Neptune Technologies' FY10 Results

Comments
Print

LAVAL, Quebec— Neptune Technologies & Bioressources Inc. (NASDAQ:NEPT, TSX.V:NTB) released its 2010 fiscal (FY10) financials for the period ended Feb. 28, 2010. General revenues were up 8 percent to $12.7 million, an increase also seen in the nutraceutical business, which posted $12.6 million in revenues for FY10. Consolidated EBITDA was negative $1.19 million, although net loss decreased by 52 percent to a loss of $1.54 million. Earnings in the nutraceutical business reached $340,000 for FY10, compared to a net loss of $2.28 million for FY09. The fiscal results were similar to those posted for the fourth quarter of 2010 (4Q10), in which revenues hit a record $4.66 million, compared to $3.77 million for 4Q09.

“Revenues reached a record level of $12.6 million despite the impact of the plant shut down on the second quarter results,” said André Godin, vice president, administration and finance. “The plant shutdown and increased research and development investments reduced EBITDA levels for the fiscal year. We expect growth in revenue and improved Neptune operating profitability during the next fiscal year.”

In fact, while the shut-down of the plant to increase production capacity did affect the financial results, the outcome has been a 50 percent capacity increase for Neptune’s NKO®. Yearly production capacity of NKO is above 100,000 kg, with plans to increase to up to 130,000 kg by the end of 2010. The capacity will serve its existing and new customers, a roster that now includes Bayer Healthcare; European Food Safety Authority (EFSA) novel food and PARNUTS approval of NKO should also expand business in Europe.

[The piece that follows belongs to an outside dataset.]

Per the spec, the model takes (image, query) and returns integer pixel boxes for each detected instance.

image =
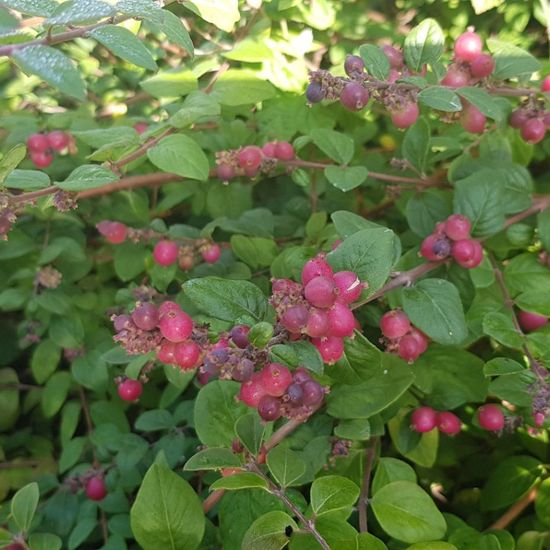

The company also announced the establishment of a Shareholder Rights Plan, effective May 26, 2010, to allow the board of directors and shareholders time to consider any takeover bids and explore other competing offers. According to the company, the plan is intended to discourage “coercive or unfair take-over bids,” and is not a response to any pending proposal. The plan must be approved by shareholders at its June 22, 2010, annual meeting.